Let $A \colon \mathbb{X} \to \mathbb{X}$ be a continuous linear operator on a real ordered Banach space $\mathbb{X}$ with the positive cone $\mathbb{K}$.
It is well know from the Neumann series that if the operator norm $\| A\|$ of $A$ is strictly less than $1$, i.e., $\| A\| <1$, then the liner operator equation $$ x = Ax +b \qquad (x \in \mathbb{X}, \,\, b \in \mathbb{K}),$$ has a unique solution, which is $x^*=(I-A)^{-1} b$.
I am wondering that if the operator $A$ is additionally assumed to be positive (i.e., $A x \geq \theta$ whenever $x \geq \theta$, where $\theta$ is the zero element of $\mathbb{X}$), then could we conclude the following result $$ x \geq x^* \implies x \geq Ax + b \,\,\,?$$
I was thinking to try to show that the linear operator $I-A$ is positive, then we obtain $ x \geq x^* \implies (I-A)x \geq (I-A)x^*$ (since the positivity of a linear operator is identical to the monotone increasing property), in which case $(I-A)x \geq b$ yields the desired result $x \geq Ax +b$. But I got stuck to showing the monotonicity of $I-A$. Besides, this might not be a good approach.
In fact, if we let $\mathbb{X} = \mathbb{R}$,, then the above linear operator equation becomes a linear equation with $A, b \in \mathbb{R}$, and it is clear that the conjecture $ x \geq x^* \implies x \geq Ax + b$ holds true.
Thus, I am curious that could we generalize such a result for an abstract Banach space?
Any suggestion or idea are most welcome! Thank you very much!

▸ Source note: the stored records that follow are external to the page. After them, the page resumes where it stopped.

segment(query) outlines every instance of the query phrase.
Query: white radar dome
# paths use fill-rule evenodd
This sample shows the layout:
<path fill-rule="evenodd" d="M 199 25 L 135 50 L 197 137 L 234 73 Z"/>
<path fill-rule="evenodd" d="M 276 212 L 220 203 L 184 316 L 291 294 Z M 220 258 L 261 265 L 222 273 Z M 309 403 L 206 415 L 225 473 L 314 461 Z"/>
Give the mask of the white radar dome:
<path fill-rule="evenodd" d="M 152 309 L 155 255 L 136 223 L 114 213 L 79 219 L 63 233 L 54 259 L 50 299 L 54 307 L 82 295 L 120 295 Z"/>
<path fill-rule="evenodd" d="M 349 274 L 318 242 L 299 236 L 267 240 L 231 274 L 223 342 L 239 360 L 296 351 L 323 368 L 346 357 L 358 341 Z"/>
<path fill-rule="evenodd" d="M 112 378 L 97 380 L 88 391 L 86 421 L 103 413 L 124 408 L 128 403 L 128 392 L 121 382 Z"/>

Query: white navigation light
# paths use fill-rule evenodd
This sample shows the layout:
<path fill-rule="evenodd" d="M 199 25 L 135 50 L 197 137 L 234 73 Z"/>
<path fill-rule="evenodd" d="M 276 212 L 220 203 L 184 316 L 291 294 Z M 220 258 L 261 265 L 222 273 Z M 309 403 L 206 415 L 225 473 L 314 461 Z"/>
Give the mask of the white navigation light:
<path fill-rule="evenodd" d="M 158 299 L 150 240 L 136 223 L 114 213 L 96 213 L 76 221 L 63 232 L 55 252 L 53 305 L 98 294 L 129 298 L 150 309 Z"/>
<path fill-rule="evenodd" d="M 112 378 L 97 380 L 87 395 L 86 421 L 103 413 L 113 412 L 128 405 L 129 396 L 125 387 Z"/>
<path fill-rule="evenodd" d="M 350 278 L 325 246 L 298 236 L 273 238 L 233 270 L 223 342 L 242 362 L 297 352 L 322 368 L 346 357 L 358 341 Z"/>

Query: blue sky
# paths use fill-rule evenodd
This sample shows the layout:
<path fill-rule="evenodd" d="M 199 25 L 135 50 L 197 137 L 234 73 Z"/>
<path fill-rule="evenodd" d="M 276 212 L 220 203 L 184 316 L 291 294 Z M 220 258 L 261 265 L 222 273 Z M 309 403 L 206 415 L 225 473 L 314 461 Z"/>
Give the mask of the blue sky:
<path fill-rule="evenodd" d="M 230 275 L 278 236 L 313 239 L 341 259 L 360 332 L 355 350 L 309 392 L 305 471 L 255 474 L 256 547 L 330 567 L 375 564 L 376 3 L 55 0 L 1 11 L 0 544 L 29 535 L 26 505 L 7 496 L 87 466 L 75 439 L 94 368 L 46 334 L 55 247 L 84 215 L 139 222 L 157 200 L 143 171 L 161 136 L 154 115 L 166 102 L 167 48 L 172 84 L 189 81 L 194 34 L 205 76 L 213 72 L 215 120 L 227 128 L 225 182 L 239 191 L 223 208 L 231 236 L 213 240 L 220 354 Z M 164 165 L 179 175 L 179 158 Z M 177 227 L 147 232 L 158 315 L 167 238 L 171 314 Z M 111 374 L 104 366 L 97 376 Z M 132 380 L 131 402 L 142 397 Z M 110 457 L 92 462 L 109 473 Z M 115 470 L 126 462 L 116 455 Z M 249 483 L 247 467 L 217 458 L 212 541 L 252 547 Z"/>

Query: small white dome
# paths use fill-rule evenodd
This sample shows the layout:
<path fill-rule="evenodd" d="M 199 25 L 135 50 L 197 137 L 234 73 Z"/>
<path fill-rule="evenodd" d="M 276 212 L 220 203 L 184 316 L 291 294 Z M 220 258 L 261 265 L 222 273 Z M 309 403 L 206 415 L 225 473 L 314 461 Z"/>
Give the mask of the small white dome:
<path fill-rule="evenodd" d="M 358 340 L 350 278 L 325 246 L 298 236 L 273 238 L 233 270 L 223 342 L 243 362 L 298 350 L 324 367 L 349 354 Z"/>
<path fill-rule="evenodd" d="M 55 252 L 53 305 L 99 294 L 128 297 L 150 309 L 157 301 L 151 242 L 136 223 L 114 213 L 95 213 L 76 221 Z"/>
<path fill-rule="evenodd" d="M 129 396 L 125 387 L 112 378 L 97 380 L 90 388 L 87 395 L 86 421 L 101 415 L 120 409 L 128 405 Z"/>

This is not true. Take $X=\mathbb R^3$, $K$ to be the ice-cream cone $$ K=\{x: \ x_3 \ge \sqrt{x_1^2 + x_2^2} \}. $$ Define $$ A=\pmatrix{0&0&0\\0&0&0\\0&0&0.5}. $$ Then for $x\in K$, $Ax\in K$. However, for every non-zero element of the boundary of $K$ it holds $(I-A)x\not\in K$, e.g., take $$ x=\pmatrix{0\\1\\1}, (I-A)x = \pmatrix{0\\1\\0.5}\not\in K. $$
Here is also a $2d$ example: $X=\mathbb R^2$, $K=\{x: \ x_1\ge0,x_2\ge0\}$, $$ A=\pmatrix{0.1&0.1\\0.1&0.1} ,\ x = \pmatrix{0\\1}, \ (I-A)x=\pmatrix{-0.1\\1.1}\not\in K. $$
These examples also show that the implication $$ x \ge (I-A)^{-1}b = x^* \ \Rightarrow\ (I-A)x \ge b $$ is not true in general: simply take $b=x^*=0$ in the above examples.